Tuesday, November 27, 2012
I guess it's a good thing to not feel like I'm dieting. I've just been monitoring what I eat, and trying to stay within a certain range. Unfortunately, the past 7 days I've gone over my range 5 days. The good thing about it, is I've been within my range for fat 5 days (under 1, over 1), carbs 5 days (over 2), and protein 6 days (under 1). I'm also tracking sodium, but I don't know why exactly. I've been over on my sodium all but 7 days in the past 27 days. It's really hard to eat prepackaged food like we do and not have a high sodium intake. Starting Friday (when I get paid and can make a meal plan for next week) we will be on fresher foods, and hopefully that will lower my sodium.
The problem with this lifestyle change not feeling like a diet is I always feel like I could be doing more.
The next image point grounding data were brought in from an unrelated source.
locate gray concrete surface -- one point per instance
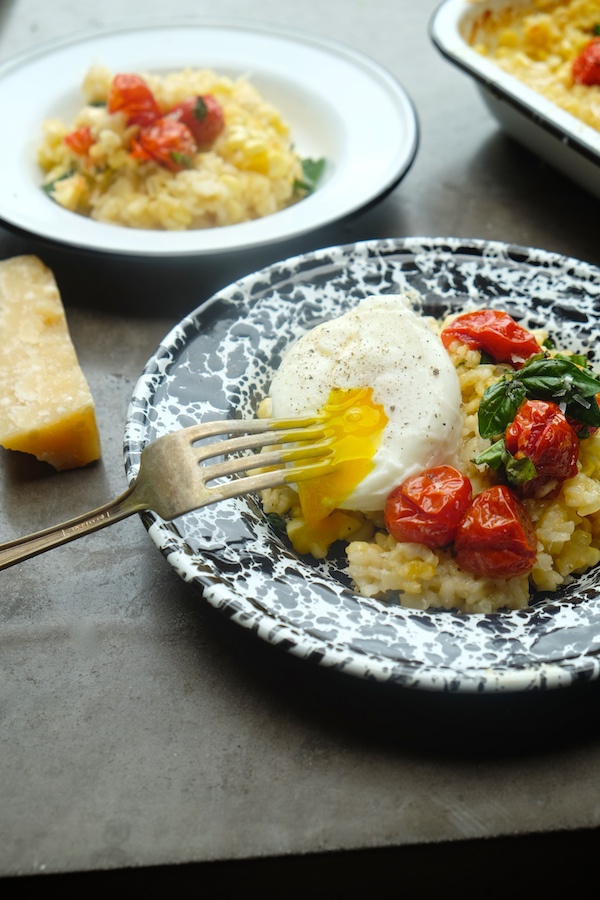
(138, 727)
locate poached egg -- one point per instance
(384, 381)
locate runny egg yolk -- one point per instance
(355, 424)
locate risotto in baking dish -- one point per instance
(461, 462)
(190, 149)
(553, 46)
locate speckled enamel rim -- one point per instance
(217, 363)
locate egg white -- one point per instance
(384, 345)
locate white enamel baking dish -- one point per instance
(556, 136)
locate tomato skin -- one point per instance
(80, 140)
(496, 537)
(496, 333)
(586, 66)
(541, 432)
(131, 95)
(427, 508)
(167, 142)
(204, 117)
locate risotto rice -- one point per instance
(567, 524)
(250, 171)
(538, 42)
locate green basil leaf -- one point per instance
(493, 456)
(519, 471)
(312, 172)
(499, 406)
(550, 379)
(563, 382)
(576, 358)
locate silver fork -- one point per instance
(171, 480)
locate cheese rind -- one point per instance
(46, 407)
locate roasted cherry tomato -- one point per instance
(131, 95)
(167, 142)
(203, 116)
(427, 508)
(541, 432)
(495, 333)
(586, 66)
(80, 140)
(496, 537)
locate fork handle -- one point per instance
(32, 544)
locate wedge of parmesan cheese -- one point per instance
(46, 407)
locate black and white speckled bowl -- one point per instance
(217, 363)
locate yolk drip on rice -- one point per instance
(566, 521)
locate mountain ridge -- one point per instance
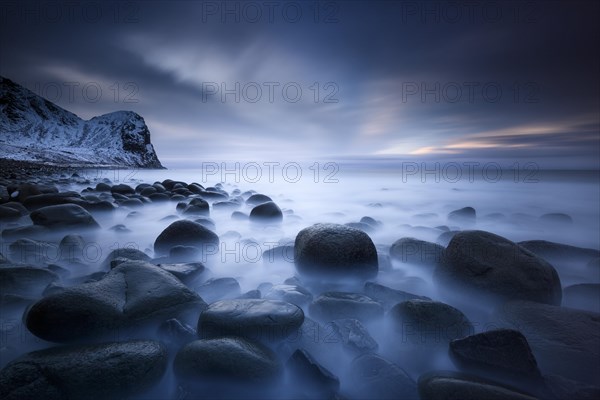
(34, 129)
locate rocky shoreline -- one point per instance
(159, 322)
I don't have any time during the week to "work out" (work up and actual sweat) and that leaves me feeling down, like I'm not doing enough. I don't really want to up the physical aspect of my days until I reach a plateau from monitoring what I eat. That way, when I suddenly start actually exercising, my body will say "wtf?" At least that's the plan for now.
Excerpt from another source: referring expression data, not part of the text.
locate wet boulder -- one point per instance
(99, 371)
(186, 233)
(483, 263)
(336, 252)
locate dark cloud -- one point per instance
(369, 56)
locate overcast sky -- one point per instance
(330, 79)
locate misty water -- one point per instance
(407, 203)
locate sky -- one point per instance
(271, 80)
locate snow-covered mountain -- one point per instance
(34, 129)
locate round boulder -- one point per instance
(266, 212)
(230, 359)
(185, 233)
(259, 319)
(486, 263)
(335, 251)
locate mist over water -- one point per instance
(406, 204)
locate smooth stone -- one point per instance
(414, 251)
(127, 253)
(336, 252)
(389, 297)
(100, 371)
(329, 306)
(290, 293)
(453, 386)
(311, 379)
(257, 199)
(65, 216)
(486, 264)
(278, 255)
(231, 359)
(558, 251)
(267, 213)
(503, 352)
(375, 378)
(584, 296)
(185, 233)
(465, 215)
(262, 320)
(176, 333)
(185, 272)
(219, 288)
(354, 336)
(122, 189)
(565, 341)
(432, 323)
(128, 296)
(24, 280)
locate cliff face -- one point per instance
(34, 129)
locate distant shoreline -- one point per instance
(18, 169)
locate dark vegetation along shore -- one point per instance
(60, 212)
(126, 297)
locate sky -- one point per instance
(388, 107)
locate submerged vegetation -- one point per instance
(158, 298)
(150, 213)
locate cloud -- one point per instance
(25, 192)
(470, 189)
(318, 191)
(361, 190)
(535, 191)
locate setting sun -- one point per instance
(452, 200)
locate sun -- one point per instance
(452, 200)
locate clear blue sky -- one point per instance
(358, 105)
The spouse continues to be moderately supportive. He's been in a bad mood for what seems like a week now, and it's starting to grate on me. I get irritated easily, and listening to his alarm clock go off every morning for 30 minutes while I feed the baby pisses me off. So when I go in to wake him, and he still sleeps (while I get everything ready for the day, including assemble his lunch, mine, and the baby's) yeah, I get angry. He's useless in the mornings and it drives me nuts. I guess it's back to passive waking. When his alarm goes off, I'll snooze it (if I can), gently rouse him, and leave him to be late. I'm tired of getting yelled at for trying to make sure he's on time to work. Screw him. He's a grown man and can wake himself up from now on. Damn, I'm still mad about this morning... Grrr!